What's up, Unbroken Nation! Hope that you're doing well wherever you are in the world today my friends. Let me ask you this question, are you actively creating chaos in your life?
And what I mean by that is I want you to think about your behaviors, your patterns and also the things that you find that you're susceptible to, the things that you typically will leverage when in an environment that's unsettling, when you are putting yourself in a position of doing old behaviors. You ever pause and just really ask yourself why?
Think about the style relationship you're in or career you’re in or friendships that you have are. Those somehow reminiscent of childhood of your past, of growing up. We learn from model behavior and then if you take that into consideration you really sit in that one of the things that you know to be true is that most of the things that you learn, you learn from someone else.
You know, you hear people say there's no original ideas anymore that might be true, I mean there's like eight billion of us and we've been around for a very, very long time of wouldn't it be surprise if there wasn't some legitimacy to that. And so, if you take that into consideration and you believe that that's true at least to some extent that means all the information that you're bringing in; you're bringing in from another party, from another source, from another experience, one that you model yourself after because especially in youth when you are processing and making meaning of circumstances you say oh, this is probably the way that this works. And so, because this is probably the way that this thing works, relationships, money, friendships, the way you communicate, the way that you act and carry yourself, the way that you dress, everything to some extent is modeled. You are looking at the world and you're saying, okay this is what I think the world is, I'll give you a perfect example of this…
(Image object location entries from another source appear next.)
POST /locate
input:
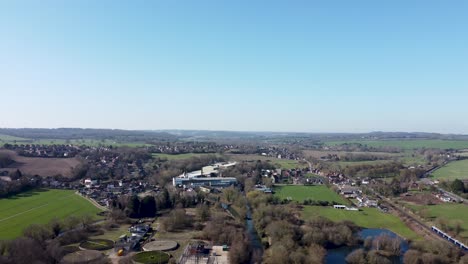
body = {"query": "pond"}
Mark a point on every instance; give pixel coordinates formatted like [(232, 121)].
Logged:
[(338, 255)]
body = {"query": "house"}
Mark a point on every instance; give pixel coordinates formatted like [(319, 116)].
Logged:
[(349, 191), (88, 183), (338, 206)]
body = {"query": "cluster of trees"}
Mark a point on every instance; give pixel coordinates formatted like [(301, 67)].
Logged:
[(433, 252), (177, 220), (288, 239), (376, 251), (457, 186), (141, 207), (223, 230)]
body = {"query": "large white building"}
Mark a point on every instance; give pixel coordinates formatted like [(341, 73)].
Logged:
[(207, 176)]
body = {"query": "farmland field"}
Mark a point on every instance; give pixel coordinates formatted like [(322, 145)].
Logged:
[(408, 144), (453, 170), (368, 218), (39, 207), (180, 156), (41, 166), (300, 193), (450, 211), (88, 142)]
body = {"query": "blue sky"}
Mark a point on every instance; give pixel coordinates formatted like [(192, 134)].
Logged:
[(313, 66)]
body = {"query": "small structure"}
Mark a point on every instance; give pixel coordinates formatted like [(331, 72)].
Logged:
[(161, 245), (338, 206)]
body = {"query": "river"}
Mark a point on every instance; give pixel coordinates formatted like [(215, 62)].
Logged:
[(338, 255), (256, 243)]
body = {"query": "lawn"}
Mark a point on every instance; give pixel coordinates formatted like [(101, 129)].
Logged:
[(453, 170), (39, 207), (300, 193), (450, 211), (367, 218), (408, 143)]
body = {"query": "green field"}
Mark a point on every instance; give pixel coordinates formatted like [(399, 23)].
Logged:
[(180, 156), (368, 218), (300, 193), (450, 211), (453, 170), (408, 144), (88, 142), (39, 207), (8, 138)]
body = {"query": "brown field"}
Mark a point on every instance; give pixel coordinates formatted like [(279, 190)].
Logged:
[(41, 166)]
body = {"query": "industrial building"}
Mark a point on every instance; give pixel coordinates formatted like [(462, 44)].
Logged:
[(207, 176)]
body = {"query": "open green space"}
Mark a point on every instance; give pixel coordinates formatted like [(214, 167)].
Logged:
[(87, 142), (408, 143), (453, 170), (452, 212), (288, 164), (151, 257), (180, 156), (367, 218), (40, 207), (301, 192)]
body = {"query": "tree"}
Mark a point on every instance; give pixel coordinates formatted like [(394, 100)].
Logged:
[(55, 226), (457, 186), (203, 212), (240, 250), (148, 207), (133, 206), (38, 232), (358, 256)]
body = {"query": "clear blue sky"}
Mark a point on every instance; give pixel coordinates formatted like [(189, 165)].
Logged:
[(315, 66)]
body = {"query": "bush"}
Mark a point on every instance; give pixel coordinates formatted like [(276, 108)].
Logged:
[(97, 244)]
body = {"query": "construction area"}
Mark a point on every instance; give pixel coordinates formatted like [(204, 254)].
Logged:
[(202, 253)]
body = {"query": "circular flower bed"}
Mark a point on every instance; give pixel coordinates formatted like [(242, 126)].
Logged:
[(97, 244), (152, 257)]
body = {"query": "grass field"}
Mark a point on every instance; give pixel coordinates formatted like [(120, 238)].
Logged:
[(450, 211), (39, 207), (88, 142), (453, 170), (368, 218), (300, 193), (408, 144), (180, 156)]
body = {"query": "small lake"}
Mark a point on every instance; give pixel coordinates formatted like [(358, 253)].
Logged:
[(338, 255)]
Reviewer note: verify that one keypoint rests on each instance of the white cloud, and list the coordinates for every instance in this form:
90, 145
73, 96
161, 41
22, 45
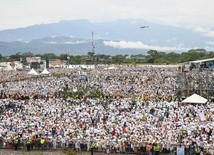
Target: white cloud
210, 43
20, 13
204, 32
141, 45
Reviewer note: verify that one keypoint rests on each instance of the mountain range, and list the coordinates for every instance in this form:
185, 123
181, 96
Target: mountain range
115, 37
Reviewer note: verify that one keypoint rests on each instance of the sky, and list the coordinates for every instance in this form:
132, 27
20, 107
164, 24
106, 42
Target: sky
194, 14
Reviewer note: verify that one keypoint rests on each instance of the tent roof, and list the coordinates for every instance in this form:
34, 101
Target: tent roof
33, 72
45, 71
195, 99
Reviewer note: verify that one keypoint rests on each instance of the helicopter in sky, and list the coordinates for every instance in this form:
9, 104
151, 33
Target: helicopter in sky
143, 27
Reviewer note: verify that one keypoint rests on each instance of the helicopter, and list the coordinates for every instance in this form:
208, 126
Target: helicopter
143, 27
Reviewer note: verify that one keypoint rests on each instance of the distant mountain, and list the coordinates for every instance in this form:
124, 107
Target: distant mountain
61, 44
42, 38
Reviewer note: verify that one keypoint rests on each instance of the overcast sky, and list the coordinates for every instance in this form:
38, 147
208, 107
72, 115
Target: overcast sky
197, 14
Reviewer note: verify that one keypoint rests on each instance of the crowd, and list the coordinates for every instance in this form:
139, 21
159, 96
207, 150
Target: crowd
139, 107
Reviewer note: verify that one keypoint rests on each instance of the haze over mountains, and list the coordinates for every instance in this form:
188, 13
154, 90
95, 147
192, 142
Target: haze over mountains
115, 37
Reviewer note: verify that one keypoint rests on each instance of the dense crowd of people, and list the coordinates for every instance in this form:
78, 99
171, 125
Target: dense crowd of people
139, 107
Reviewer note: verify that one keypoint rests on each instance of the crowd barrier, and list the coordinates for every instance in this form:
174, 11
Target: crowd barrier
36, 145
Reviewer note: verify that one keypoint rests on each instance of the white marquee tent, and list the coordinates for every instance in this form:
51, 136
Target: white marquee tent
195, 99
32, 72
45, 71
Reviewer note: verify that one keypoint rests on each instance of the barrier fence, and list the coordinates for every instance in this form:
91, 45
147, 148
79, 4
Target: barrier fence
49, 145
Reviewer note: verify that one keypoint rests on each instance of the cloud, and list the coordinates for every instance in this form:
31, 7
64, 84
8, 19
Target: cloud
204, 32
210, 43
67, 42
141, 45
21, 13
Growing up, my mother and my step father screamed at each other, all the time. My mother screamed at me, my grandmother screamed at me sometimes teachers screamed at me, now that might have been my fault but in general there were a lot of yelling and a lot of screaming all the time and all the environments. And so, when you think about modeling and making meaning of those experiences that you have, the thing that comes to mind is well that learned behavior begins to see itself into my psyche, to my narrative and to my understanding of the way that this is the way that the world works and because of that, I then used that, same information to now communicate.
You know if I look at my first relationships actually, I'll even go back further, I'll look at the way I communicated with my brothers, all I did was yell at them, get massively upset over nothing. I mean you know it's funny all laugh sometimes or some of the stories that we share with each other, I'm just like I don't even understand, that's feasible, how it's even plausible that I behave that way. Well, now I understand of course looking at the situations that lead through that into that. So, we would yell at each other all the time and we're kid eight, nine, ten years old, well that's how he started communicating with friends we yell at them.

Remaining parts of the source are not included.